Sinopsis
Program video ini berisi strategi seorang guru Taman Kanak-Kanak dalam mengatasi anak yang takut menangkap bola pada saat kegiatan pengembangan fisik-motorik anak di TK. Strategi yang dilakukan guru tersebut adalah sebagai berikut. Pada tahap awal guru memberikan bola yang terbuat dari kain berbulu dan memberikan pengertian dengan sabar bahwa bola tersebut aman. Langkah selanjutnya anaka diajak meraba bola dengan kedua tangannya agar anak dapat merasakan tekstur bola tersebut. Langkah berikutnya adalah dengan memberikan bola tersebut kepada anak untuk memegang dan memainkannya sendiri secara bebas. Biarkan anak melakukan kegiatan ini beberapa kali. Dan akhirnya secara perlahan guru tersebut mengajari anak melempar bola dengan benar kearah guru atau sebaliknya.
Badru Zaman
Tayangan video tersebut sudah bagus. Beberapa hal yang perlu saya sampaikan berkaitan dengan solusi mengatasi anak yang masih takut ketika menangkap bola dalam video tersebut diantaranya:
- Tayangan video pembelajaran tersebut tidak secara lengkap/utuh merekam dari awal pembelajaran, sehingga tidak bisa saya ketahui bagaimana guru/pengasuh menyiapkan kegiatan awal (menyiapkan, presensi, berdoa, stretching, dst). Barangkali memang yang menjadi fokus video tersebut langsung pada solusinya.

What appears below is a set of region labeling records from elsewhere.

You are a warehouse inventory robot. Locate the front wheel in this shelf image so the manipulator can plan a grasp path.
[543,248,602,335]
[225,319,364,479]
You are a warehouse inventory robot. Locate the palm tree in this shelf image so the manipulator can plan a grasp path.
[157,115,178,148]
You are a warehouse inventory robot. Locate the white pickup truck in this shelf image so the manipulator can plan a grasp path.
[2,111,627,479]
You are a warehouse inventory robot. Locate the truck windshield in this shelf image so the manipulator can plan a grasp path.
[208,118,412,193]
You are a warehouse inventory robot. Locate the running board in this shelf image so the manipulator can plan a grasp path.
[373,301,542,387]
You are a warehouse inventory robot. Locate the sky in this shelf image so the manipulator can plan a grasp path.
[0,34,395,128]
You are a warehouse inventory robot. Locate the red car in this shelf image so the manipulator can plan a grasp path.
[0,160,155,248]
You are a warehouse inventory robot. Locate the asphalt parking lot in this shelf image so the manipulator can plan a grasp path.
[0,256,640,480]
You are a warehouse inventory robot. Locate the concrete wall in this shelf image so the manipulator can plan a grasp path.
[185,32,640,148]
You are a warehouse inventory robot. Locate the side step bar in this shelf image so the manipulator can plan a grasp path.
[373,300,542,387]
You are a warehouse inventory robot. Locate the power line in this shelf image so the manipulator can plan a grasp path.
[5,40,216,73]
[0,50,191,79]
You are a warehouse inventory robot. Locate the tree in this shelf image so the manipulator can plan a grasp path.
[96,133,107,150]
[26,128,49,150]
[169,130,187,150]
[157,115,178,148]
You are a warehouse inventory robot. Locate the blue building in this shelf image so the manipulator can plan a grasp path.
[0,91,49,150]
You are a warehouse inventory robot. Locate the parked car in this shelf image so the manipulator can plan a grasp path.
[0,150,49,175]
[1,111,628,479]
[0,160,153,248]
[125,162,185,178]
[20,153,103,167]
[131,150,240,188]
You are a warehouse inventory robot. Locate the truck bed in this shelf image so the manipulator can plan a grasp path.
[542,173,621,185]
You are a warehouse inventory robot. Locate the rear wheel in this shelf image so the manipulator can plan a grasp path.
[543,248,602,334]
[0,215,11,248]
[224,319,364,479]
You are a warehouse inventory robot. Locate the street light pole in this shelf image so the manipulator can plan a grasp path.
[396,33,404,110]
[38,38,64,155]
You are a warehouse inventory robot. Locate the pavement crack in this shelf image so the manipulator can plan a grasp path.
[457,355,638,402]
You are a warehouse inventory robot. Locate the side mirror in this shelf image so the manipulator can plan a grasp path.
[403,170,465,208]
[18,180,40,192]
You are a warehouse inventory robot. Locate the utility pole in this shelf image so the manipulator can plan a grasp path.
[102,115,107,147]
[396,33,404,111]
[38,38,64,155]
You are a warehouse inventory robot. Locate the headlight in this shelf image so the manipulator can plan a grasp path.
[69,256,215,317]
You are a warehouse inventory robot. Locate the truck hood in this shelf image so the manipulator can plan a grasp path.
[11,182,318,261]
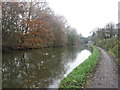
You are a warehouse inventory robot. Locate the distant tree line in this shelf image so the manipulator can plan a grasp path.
[91,23,118,43]
[89,23,120,64]
[2,0,82,49]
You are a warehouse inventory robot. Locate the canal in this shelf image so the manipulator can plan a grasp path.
[2,47,91,88]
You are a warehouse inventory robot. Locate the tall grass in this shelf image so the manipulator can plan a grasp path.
[59,46,100,88]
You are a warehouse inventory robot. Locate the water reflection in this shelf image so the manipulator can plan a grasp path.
[2,47,90,88]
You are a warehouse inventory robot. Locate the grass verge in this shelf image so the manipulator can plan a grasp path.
[59,46,100,88]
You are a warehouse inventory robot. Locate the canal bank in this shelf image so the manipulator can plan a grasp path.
[59,46,100,88]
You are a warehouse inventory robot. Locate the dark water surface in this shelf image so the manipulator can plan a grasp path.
[2,47,91,88]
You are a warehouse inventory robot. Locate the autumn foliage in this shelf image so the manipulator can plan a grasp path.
[2,0,82,49]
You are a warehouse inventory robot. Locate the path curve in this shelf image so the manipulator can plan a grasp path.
[87,47,118,88]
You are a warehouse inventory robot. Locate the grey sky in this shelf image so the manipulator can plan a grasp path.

- Strategi dan media sudah baik, hanya sebagai masukan dan alternatif untuk menumbuhkan keberanian dan kemampuan anak;
- Formasi anak-anak dapat diatur berhadapan media bola kain/kertas yang lembut/bola plastik yang ringan dengan ukuran yang lebih kecil sehingga anak dapat menangkap dan melempar bola dengan baik.

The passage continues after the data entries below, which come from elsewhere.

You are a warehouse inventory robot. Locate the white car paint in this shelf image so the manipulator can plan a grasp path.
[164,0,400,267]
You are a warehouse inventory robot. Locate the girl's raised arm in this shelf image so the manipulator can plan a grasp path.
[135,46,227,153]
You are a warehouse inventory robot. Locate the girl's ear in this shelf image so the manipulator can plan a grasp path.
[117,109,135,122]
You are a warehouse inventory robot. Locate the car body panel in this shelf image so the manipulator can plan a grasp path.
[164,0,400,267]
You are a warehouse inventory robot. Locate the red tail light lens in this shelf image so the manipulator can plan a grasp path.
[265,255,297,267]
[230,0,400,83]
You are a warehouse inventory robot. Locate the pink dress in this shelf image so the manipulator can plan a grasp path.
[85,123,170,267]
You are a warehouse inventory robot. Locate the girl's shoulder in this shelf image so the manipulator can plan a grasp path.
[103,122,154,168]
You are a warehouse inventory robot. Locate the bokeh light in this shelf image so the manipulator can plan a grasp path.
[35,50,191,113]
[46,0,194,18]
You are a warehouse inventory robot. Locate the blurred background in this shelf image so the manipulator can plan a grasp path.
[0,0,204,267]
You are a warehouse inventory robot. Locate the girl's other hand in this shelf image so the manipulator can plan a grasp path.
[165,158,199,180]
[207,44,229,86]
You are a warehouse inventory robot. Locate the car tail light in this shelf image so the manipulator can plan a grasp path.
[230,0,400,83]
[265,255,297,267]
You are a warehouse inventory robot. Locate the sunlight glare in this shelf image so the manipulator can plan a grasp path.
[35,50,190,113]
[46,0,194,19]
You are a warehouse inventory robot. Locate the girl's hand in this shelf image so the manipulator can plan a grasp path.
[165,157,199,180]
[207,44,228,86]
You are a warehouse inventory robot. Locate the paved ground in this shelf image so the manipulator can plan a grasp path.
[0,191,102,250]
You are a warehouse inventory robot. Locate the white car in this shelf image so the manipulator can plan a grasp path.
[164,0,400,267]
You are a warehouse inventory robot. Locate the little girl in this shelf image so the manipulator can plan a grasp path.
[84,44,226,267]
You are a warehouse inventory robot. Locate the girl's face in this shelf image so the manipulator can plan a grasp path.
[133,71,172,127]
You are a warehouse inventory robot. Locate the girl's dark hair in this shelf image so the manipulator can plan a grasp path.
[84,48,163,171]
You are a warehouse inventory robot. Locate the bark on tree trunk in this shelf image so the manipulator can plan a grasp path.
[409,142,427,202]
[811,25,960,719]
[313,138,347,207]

- Formasi anak dapat bervariasi misal anak membentuk lingkaran terdiri dari 5-6 anak dengan jarak1 meter, 1-2 bola untuk diberikan pada teman sebelahnya secara bersambung sehingga seolah bola tersebut berjalan berputar mengelilingi lingkaran anak-anak. Pengalaman sukses harus menjadi perhatian agar anak merasa percaya diri bahwa dia mampu melakukannya (menangkap maupun melempar), sekaligus sebagai sarana menumbuhkan keberanian . Jarak antar pasangan diatur dari tingkat yang pendek sampai dengan jarak yang kita inginkan sesuai tingkat kemampuan dan perkembangan anak.
- Media bola dapat diganti yang lebih besar jika tahapan pertama (bola yang lebih kecil sudah tidak merasa takut ketika menangkapnya/melemparkannya. Pada akhirnya anak akan berani dan mampu melempar dan menangkap bola sesungguhnya dengan catatan media disesuaikan dengan kekuatan otot, tingkat pertumbuhan dan perkembangan anak.
Triyono, M.Pd.
Video ini memberi gambaran yang nyata tentang pengembangan motoric kasar khususnya saat kegiatan melempar dan menangkap bola. Urutan langkah kegiatannya cukup mudah dipahami dan mudah diterapkan. Selain itu strategi yang digunakan guru sesuai dengan tingakatan usia anak. Selain itu cara penyampaian guru dalam video juga cukup atraktif sehingga anak-anak tampak antusias dan tujuan pembelajarannya (menumbuhkan keberanian anak menangkap bola) juga dapat tercapai secara jelas. Video ini menginspirasi saya untuk belajar dan terus belajar agar kemampuan saya sebagai guru semakin meningkat.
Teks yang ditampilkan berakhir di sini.